Taylor v. State

Appellant was convicted of an attempt to commit rape, and given two years in the penitentiary.

Omitting formal portions, the charging part of the indictment is as follows, to wit: That Gus Taylor * * * "did then and there unlawfully make an assault in and upon the person of one Pearl Neylond, a female under the age of 15 years, and not being the wife of him, the said Gus Taylor, did then and there attempt to ravish and have carnal knowledge of the said Pearl Neylond, against the peace and dignity of the State."

Motion to quash the indictment was overruled. It will be observed that this indictment charges the assault was made upon the person of Pearl Neylond, and by means of this assault an attempt was made to ravish and have carnal knowledge of her. Under the authorities this seems to be sufficient to charge an assault with intent to commit rape. *Page 155 The use of the word "attempt" is equivalent to charging an intent. 4 Texas Crim. App., 574; 7 Texas Crim. App., 342; 30 S.W. Rep., 1064; 38 Tex. 383. Of course this is not a sufficient charge upon which to predicate the offense of attempt to rape, because the very definition under article 640, Penal Code, excludes in an attempt to rape the question of assault. As an indictment for attempt to rape it would not be sufficient; but under the authorities above it sufficiently charges an assault with intent to commit rape.
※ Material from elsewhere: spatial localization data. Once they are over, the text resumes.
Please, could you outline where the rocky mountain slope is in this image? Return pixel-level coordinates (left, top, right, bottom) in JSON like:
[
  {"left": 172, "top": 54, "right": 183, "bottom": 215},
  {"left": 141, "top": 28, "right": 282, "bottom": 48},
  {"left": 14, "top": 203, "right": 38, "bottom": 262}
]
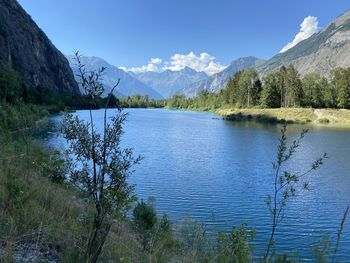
[
  {"left": 180, "top": 57, "right": 265, "bottom": 97},
  {"left": 0, "top": 0, "right": 79, "bottom": 94},
  {"left": 132, "top": 67, "right": 208, "bottom": 98},
  {"left": 258, "top": 9, "right": 350, "bottom": 76},
  {"left": 67, "top": 55, "right": 162, "bottom": 99}
]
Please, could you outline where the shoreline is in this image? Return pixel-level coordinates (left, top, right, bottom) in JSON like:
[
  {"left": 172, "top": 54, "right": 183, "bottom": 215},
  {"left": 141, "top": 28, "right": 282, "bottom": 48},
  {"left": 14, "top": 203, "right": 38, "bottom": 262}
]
[
  {"left": 65, "top": 106, "right": 350, "bottom": 128},
  {"left": 214, "top": 108, "right": 350, "bottom": 128}
]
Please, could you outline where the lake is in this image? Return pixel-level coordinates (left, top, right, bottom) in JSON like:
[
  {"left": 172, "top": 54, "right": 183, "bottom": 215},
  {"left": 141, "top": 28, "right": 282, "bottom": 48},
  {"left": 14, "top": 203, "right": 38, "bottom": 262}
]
[{"left": 46, "top": 108, "right": 350, "bottom": 260}]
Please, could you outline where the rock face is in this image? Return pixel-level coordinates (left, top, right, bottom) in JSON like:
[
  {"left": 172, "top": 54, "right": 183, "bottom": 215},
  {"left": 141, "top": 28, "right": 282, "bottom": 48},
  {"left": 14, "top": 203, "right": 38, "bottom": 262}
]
[
  {"left": 258, "top": 9, "right": 350, "bottom": 76},
  {"left": 180, "top": 57, "right": 265, "bottom": 97},
  {"left": 0, "top": 0, "right": 79, "bottom": 94},
  {"left": 67, "top": 55, "right": 163, "bottom": 99},
  {"left": 132, "top": 67, "right": 208, "bottom": 98}
]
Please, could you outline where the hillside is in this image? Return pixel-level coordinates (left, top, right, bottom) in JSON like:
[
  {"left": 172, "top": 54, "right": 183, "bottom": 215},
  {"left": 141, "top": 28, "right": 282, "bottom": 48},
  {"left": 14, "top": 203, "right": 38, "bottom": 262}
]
[
  {"left": 180, "top": 57, "right": 265, "bottom": 97},
  {"left": 67, "top": 55, "right": 163, "bottom": 99},
  {"left": 258, "top": 9, "right": 350, "bottom": 76},
  {"left": 0, "top": 0, "right": 78, "bottom": 94},
  {"left": 132, "top": 67, "right": 208, "bottom": 98}
]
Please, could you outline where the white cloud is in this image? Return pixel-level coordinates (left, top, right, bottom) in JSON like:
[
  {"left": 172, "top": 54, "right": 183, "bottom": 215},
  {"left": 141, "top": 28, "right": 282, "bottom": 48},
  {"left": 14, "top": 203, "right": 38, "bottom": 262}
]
[
  {"left": 163, "top": 52, "right": 226, "bottom": 75},
  {"left": 122, "top": 52, "right": 226, "bottom": 75},
  {"left": 125, "top": 58, "right": 162, "bottom": 73},
  {"left": 280, "top": 16, "right": 319, "bottom": 53},
  {"left": 127, "top": 63, "right": 158, "bottom": 73},
  {"left": 150, "top": 58, "right": 162, "bottom": 64}
]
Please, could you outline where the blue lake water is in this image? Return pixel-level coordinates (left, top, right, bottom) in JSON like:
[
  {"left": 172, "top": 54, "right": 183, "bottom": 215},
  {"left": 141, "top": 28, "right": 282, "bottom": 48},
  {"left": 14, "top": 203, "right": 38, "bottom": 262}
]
[{"left": 46, "top": 108, "right": 350, "bottom": 260}]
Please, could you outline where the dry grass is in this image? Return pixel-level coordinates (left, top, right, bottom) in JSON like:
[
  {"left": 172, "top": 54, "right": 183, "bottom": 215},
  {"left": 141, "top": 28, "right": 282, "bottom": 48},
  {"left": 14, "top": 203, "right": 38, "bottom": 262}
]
[
  {"left": 215, "top": 107, "right": 350, "bottom": 127},
  {"left": 0, "top": 142, "right": 92, "bottom": 262}
]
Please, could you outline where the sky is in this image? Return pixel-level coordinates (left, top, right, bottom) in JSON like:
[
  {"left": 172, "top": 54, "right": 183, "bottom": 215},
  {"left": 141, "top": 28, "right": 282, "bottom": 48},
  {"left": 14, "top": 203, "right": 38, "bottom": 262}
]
[{"left": 18, "top": 0, "right": 349, "bottom": 75}]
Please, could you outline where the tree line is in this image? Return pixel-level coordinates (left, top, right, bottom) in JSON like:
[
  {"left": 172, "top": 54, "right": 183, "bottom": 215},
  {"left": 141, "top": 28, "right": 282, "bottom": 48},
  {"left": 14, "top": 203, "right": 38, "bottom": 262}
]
[
  {"left": 0, "top": 65, "right": 167, "bottom": 111},
  {"left": 0, "top": 66, "right": 121, "bottom": 112},
  {"left": 3, "top": 64, "right": 350, "bottom": 112},
  {"left": 165, "top": 65, "right": 350, "bottom": 110}
]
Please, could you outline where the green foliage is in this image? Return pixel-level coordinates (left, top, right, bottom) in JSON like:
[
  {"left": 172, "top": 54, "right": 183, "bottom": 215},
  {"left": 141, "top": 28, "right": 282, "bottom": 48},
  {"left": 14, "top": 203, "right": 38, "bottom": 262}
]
[
  {"left": 286, "top": 65, "right": 304, "bottom": 107},
  {"left": 261, "top": 72, "right": 282, "bottom": 108},
  {"left": 264, "top": 125, "right": 327, "bottom": 261},
  {"left": 218, "top": 68, "right": 262, "bottom": 108},
  {"left": 167, "top": 94, "right": 190, "bottom": 108},
  {"left": 133, "top": 200, "right": 158, "bottom": 233},
  {"left": 215, "top": 223, "right": 255, "bottom": 263},
  {"left": 0, "top": 65, "right": 129, "bottom": 112},
  {"left": 41, "top": 149, "right": 68, "bottom": 184},
  {"left": 331, "top": 68, "right": 350, "bottom": 109},
  {"left": 119, "top": 94, "right": 166, "bottom": 108},
  {"left": 312, "top": 235, "right": 332, "bottom": 263},
  {"left": 157, "top": 65, "right": 350, "bottom": 111},
  {"left": 0, "top": 123, "right": 92, "bottom": 262},
  {"left": 133, "top": 199, "right": 158, "bottom": 250},
  {"left": 62, "top": 52, "right": 142, "bottom": 262},
  {"left": 3, "top": 62, "right": 350, "bottom": 113},
  {"left": 302, "top": 73, "right": 325, "bottom": 108},
  {"left": 0, "top": 66, "right": 24, "bottom": 104},
  {"left": 159, "top": 214, "right": 171, "bottom": 233}
]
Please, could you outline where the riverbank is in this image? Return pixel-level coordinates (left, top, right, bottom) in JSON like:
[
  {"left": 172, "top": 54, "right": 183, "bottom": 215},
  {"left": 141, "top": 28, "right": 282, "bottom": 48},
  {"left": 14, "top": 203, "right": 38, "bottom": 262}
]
[{"left": 213, "top": 107, "right": 350, "bottom": 127}]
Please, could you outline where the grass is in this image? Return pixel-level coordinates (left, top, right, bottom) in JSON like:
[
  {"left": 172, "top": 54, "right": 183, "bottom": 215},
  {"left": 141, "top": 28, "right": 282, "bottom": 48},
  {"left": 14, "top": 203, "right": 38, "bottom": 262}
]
[
  {"left": 0, "top": 141, "right": 92, "bottom": 262},
  {"left": 214, "top": 107, "right": 350, "bottom": 127}
]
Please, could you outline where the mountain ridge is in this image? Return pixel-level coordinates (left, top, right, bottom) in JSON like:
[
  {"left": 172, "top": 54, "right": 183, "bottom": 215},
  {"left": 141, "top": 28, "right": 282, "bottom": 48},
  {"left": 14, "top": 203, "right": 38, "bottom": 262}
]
[
  {"left": 67, "top": 55, "right": 163, "bottom": 99},
  {"left": 180, "top": 56, "right": 265, "bottom": 97},
  {"left": 132, "top": 67, "right": 208, "bottom": 98},
  {"left": 258, "top": 9, "right": 350, "bottom": 76}
]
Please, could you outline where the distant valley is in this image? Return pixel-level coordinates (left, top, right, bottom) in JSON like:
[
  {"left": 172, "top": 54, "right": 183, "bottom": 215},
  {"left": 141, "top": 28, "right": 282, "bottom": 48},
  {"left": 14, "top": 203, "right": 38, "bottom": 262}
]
[
  {"left": 131, "top": 67, "right": 208, "bottom": 98},
  {"left": 67, "top": 55, "right": 266, "bottom": 99},
  {"left": 66, "top": 55, "right": 163, "bottom": 99}
]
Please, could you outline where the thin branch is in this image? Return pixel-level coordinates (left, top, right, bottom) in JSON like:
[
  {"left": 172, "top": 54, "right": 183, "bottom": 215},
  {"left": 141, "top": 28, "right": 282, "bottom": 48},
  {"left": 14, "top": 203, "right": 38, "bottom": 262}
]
[{"left": 334, "top": 206, "right": 349, "bottom": 255}]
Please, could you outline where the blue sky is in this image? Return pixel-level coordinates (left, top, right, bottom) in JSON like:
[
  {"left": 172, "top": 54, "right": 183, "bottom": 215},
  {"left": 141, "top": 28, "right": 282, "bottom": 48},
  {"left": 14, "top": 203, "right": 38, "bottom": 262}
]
[{"left": 18, "top": 0, "right": 349, "bottom": 74}]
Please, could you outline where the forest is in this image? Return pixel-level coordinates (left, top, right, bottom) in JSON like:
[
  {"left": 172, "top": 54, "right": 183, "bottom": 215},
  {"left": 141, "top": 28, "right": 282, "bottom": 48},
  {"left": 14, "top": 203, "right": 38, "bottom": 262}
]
[{"left": 117, "top": 65, "right": 350, "bottom": 112}]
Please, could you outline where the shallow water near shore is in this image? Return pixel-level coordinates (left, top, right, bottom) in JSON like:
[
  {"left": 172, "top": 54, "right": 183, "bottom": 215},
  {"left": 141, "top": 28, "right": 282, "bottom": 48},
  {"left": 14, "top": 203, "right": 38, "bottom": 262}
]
[{"left": 45, "top": 108, "right": 350, "bottom": 260}]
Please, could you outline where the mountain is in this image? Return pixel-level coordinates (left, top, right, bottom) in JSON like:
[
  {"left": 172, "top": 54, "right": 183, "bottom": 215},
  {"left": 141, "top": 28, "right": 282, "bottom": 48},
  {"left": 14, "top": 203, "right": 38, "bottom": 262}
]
[
  {"left": 67, "top": 56, "right": 162, "bottom": 99},
  {"left": 180, "top": 57, "right": 265, "bottom": 97},
  {"left": 0, "top": 0, "right": 79, "bottom": 94},
  {"left": 132, "top": 67, "right": 208, "bottom": 98},
  {"left": 258, "top": 9, "right": 350, "bottom": 76}
]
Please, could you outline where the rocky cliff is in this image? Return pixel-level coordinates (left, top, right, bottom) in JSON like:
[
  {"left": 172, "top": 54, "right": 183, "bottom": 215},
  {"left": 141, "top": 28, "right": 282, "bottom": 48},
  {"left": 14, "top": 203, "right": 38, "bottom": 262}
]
[
  {"left": 258, "top": 9, "right": 350, "bottom": 77},
  {"left": 0, "top": 0, "right": 79, "bottom": 94}
]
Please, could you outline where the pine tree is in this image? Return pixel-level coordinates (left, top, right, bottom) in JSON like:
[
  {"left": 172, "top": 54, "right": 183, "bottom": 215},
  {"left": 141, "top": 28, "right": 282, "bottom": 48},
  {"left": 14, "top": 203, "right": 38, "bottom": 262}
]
[
  {"left": 260, "top": 72, "right": 281, "bottom": 108},
  {"left": 286, "top": 65, "right": 303, "bottom": 107},
  {"left": 337, "top": 68, "right": 350, "bottom": 109}
]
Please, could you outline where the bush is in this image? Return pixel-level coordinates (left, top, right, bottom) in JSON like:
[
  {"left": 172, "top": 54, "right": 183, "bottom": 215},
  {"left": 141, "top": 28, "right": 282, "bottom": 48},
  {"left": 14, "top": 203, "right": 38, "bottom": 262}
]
[
  {"left": 133, "top": 200, "right": 158, "bottom": 232},
  {"left": 318, "top": 118, "right": 330, "bottom": 124},
  {"left": 41, "top": 149, "right": 68, "bottom": 184},
  {"left": 133, "top": 200, "right": 157, "bottom": 250},
  {"left": 215, "top": 223, "right": 255, "bottom": 263}
]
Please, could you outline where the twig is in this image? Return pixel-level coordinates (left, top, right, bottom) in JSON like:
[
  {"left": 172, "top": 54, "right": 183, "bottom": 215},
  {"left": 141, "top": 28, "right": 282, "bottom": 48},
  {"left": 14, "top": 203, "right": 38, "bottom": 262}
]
[{"left": 334, "top": 206, "right": 349, "bottom": 255}]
The court in its charge defined an assault with intent to commit rape; and then submits alone the issue for the determination of the jury of attempt to commit the crime of rape. Under an indictment charging an assault to rape an accused can not be convicted of an attempt to rape. White's Ann. Penal Code, sec. 1052. Nor does the evidence support the crime of attempt to rape. Appellant was the stepfather of the girl; she was under 15 years of age. On the night of the alleged crime he took prosecutrix and her little sister from home along the streets of Beaumont and made them drunk, prosecutrix being very drunk. He finally carried them near the bank of the river, and while the younger sister was upon the bank pleading for the defendant to carry her and prosecutrix home he seized and took prosecutrix down the river bank near the edge of the water, against her will and over her protest; and when found there a little later, the girl was on her back, with her clothes up, and he lying by her side with his pants entirely unbuttoned. And the facts show beyond any question that she had at some time been having sexual intercourse, and the evidence indicates that it occurred with appellant upon this particular occasion. This testimony, if true, would show rather rape or an assault to rape. If he carried the girl forcibly over her protest and had intercourse with her, it was rape. If he did not accomplish it, it would be an assault to rape. The assault upon the girl, under the circumstances detailed, carried the case beyond mere preparation, and terminated it in the higher offense of assault to rape, if not in the consummated offense itself. So the testimony does not sustain the conviction of an attempt to rape. Warren v. State,38 Tex. Crim. 152; Waire v. State, 3 Texas Ct. Rep., 307.

For the errors discussed, the judgment is reversed and the cause remanded.